Given an array of integers that is already sorted in ascending order, find two numbers such that they add up to a specific target number.

The function twoSum should return indices of the two numbers such that they add up to the target, where index1 must be less than index2. Please note that your returned answers (both index1 and index2) are not zero-based.

You may assume that each input would have exactly one solution and you may not use the same element twice.
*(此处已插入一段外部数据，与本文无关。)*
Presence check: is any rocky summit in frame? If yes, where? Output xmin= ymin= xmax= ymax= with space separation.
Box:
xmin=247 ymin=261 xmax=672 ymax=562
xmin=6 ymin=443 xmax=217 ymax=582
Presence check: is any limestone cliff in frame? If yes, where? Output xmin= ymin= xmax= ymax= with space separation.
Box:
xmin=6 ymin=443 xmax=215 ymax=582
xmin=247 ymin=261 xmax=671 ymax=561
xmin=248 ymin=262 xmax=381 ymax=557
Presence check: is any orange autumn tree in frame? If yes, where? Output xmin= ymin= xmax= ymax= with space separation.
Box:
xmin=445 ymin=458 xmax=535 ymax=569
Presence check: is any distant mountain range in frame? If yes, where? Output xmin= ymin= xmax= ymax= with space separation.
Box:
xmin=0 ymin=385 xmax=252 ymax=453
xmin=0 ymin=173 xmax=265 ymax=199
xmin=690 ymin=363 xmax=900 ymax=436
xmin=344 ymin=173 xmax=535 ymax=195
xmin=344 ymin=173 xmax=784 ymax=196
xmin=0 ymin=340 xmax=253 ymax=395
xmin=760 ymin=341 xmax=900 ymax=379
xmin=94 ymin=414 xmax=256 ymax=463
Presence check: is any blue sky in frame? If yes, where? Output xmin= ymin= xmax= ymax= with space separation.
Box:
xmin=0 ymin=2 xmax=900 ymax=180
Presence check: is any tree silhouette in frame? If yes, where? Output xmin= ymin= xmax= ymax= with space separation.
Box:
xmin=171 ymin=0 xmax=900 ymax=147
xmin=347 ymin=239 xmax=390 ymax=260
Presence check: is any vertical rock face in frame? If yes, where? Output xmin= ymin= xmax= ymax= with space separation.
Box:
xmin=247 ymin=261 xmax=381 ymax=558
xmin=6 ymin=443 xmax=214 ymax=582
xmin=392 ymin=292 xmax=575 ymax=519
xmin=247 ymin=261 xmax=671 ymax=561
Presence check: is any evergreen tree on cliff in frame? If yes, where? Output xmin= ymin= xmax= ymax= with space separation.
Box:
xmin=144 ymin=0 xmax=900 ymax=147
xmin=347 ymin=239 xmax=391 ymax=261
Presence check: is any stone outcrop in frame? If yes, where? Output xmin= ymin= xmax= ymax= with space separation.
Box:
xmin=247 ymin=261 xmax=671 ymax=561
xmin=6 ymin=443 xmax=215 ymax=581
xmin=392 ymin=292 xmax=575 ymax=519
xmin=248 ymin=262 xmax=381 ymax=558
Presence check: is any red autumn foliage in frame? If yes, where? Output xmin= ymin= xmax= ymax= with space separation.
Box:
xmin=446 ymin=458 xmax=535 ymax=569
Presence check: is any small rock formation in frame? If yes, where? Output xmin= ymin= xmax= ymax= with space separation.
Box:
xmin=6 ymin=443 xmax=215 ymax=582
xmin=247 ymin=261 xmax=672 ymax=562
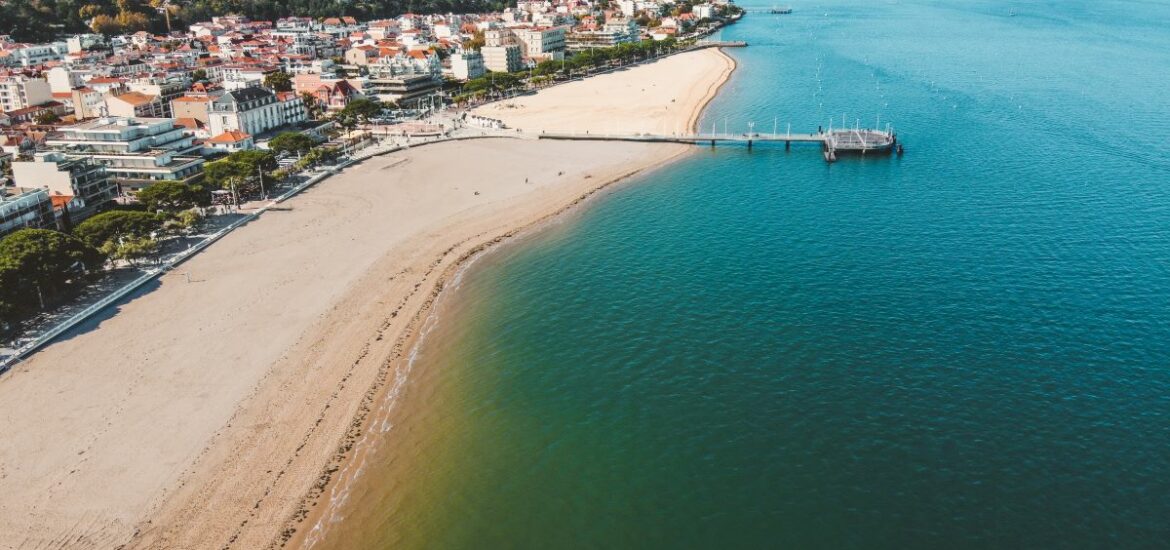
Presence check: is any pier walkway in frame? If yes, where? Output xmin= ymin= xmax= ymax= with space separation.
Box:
xmin=539 ymin=129 xmax=897 ymax=163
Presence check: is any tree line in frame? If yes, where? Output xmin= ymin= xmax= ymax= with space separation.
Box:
xmin=0 ymin=181 xmax=209 ymax=334
xmin=0 ymin=0 xmax=515 ymax=42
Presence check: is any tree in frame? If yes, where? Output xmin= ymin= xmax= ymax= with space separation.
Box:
xmin=89 ymin=14 xmax=122 ymax=36
xmin=227 ymin=149 xmax=276 ymax=173
xmin=264 ymin=70 xmax=293 ymax=91
xmin=0 ymin=229 xmax=102 ymax=310
xmin=33 ymin=109 xmax=61 ymax=125
xmin=339 ymin=97 xmax=385 ymax=123
xmin=102 ymin=236 xmax=160 ymax=266
xmin=138 ymin=181 xmax=211 ymax=214
xmin=301 ymin=91 xmax=324 ymax=121
xmin=268 ymin=132 xmax=317 ymax=154
xmin=74 ymin=211 xmax=163 ymax=249
xmin=204 ymin=157 xmax=255 ymax=190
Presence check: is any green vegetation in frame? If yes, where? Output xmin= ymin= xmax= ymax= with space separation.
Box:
xmin=74 ymin=211 xmax=163 ymax=251
xmin=33 ymin=110 xmax=61 ymax=125
xmin=333 ymin=97 xmax=387 ymax=129
xmin=268 ymin=132 xmax=317 ymax=154
xmin=204 ymin=150 xmax=276 ymax=202
xmin=0 ymin=229 xmax=104 ymax=330
xmin=138 ymin=181 xmax=211 ymax=214
xmin=0 ymin=0 xmax=505 ymax=42
xmin=264 ymin=70 xmax=293 ymax=91
xmin=446 ymin=39 xmax=689 ymax=103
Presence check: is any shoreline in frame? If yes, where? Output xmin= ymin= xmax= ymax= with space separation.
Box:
xmin=0 ymin=48 xmax=732 ymax=548
xmin=287 ymin=49 xmax=738 ymax=549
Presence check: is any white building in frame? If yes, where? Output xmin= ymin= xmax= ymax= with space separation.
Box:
xmin=0 ymin=75 xmax=53 ymax=111
xmin=207 ymin=88 xmax=284 ymax=136
xmin=450 ymin=50 xmax=487 ymax=81
xmin=44 ymin=67 xmax=85 ymax=94
xmin=42 ymin=117 xmax=204 ymax=193
xmin=512 ymin=27 xmax=565 ymax=61
xmin=0 ymin=187 xmax=53 ymax=238
xmin=12 ymin=151 xmax=118 ymax=214
xmin=480 ymin=44 xmax=522 ymax=73
xmin=7 ymin=42 xmax=69 ymax=67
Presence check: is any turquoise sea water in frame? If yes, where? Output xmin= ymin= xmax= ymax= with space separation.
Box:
xmin=338 ymin=0 xmax=1170 ymax=549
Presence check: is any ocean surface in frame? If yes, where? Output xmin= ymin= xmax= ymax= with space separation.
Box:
xmin=330 ymin=0 xmax=1170 ymax=549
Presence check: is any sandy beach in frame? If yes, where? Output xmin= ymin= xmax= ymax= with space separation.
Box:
xmin=0 ymin=50 xmax=734 ymax=549
xmin=474 ymin=50 xmax=735 ymax=133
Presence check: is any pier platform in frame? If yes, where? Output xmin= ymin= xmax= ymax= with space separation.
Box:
xmin=539 ymin=129 xmax=897 ymax=163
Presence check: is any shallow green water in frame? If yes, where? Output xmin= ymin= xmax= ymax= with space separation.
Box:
xmin=327 ymin=0 xmax=1170 ymax=548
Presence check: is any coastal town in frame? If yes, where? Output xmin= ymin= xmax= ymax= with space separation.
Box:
xmin=0 ymin=0 xmax=742 ymax=549
xmin=0 ymin=0 xmax=742 ymax=356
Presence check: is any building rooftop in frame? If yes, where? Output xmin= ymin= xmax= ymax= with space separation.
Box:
xmin=207 ymin=130 xmax=252 ymax=143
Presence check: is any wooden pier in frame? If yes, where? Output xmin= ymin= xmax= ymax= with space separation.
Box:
xmin=539 ymin=129 xmax=901 ymax=163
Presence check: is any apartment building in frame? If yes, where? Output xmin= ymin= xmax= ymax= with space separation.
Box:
xmin=0 ymin=75 xmax=53 ymax=111
xmin=105 ymin=91 xmax=166 ymax=118
xmin=450 ymin=50 xmax=486 ymax=81
xmin=207 ymin=87 xmax=284 ymax=136
xmin=0 ymin=187 xmax=54 ymax=238
xmin=46 ymin=117 xmax=204 ymax=195
xmin=12 ymin=151 xmax=118 ymax=216
xmin=480 ymin=44 xmax=523 ymax=73
xmin=512 ymin=27 xmax=565 ymax=61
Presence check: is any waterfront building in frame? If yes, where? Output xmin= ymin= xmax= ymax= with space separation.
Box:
xmin=2 ymin=42 xmax=69 ymax=68
xmin=12 ymin=151 xmax=118 ymax=216
xmin=512 ymin=27 xmax=565 ymax=61
xmin=105 ymin=91 xmax=165 ymax=118
xmin=364 ymin=74 xmax=442 ymax=105
xmin=42 ymin=117 xmax=204 ymax=195
xmin=128 ymin=76 xmax=187 ymax=118
xmin=480 ymin=44 xmax=523 ymax=73
xmin=171 ymin=94 xmax=213 ymax=124
xmin=276 ymin=91 xmax=309 ymax=125
xmin=565 ymin=18 xmax=640 ymax=51
xmin=204 ymin=130 xmax=256 ymax=153
xmin=0 ymin=187 xmax=55 ymax=238
xmin=0 ymin=75 xmax=53 ymax=111
xmin=450 ymin=50 xmax=486 ymax=81
xmin=207 ymin=87 xmax=284 ymax=136
xmin=69 ymin=87 xmax=105 ymax=121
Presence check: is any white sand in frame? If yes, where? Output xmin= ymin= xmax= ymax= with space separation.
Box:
xmin=475 ymin=50 xmax=735 ymax=133
xmin=0 ymin=51 xmax=727 ymax=549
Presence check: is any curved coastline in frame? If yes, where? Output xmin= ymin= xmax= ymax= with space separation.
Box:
xmin=0 ymin=50 xmax=731 ymax=549
xmin=284 ymin=49 xmax=737 ymax=549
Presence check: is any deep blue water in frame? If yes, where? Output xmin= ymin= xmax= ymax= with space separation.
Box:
xmin=343 ymin=0 xmax=1170 ymax=548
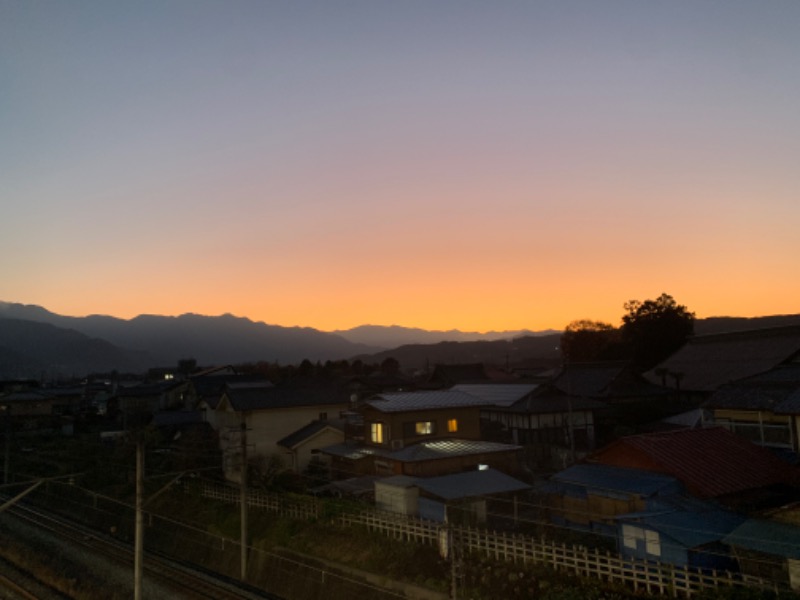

Input: numbers={2, 7, 11, 15}, target=9
Output: index1=1, index2=2   返回的是下标加1

这里已经是有序的数组,所以不需要像无序一样使用hashmap了。这里直接可以从两端向中间移。见代码

class Solution {
public int[] twoSum(int[] numbers, int target) {
if(numbers==null||numbers.length==0) return null;
int[] re=new int[2];
//从前后一起向中间遍历,因为有序,可以这样做
for(int i=0,j=numbers.length-1;i<j;){
if(numbers[i]+numbers[j]==target){
re[0]=i+1;
re[1]=j+1;
return re;
}else if(numbers[i]+numbers[j]>target){
j--; //因为有序,当两者相加大于target,说明需要减小,右边的左移
}else{
i++;
}
} return re;
} }

当然,因为有序,也可以使用二分查找。从头开始遍历每个元素,在该元素右边的数组中二分查找target-该元素,没有就遍历下一个元素。二分查找不用管该元素的左边元素,因为是从左边开始遍历的,在右边找不到对应的,所以遍历到右边时,左边肯定是没有对应元素的。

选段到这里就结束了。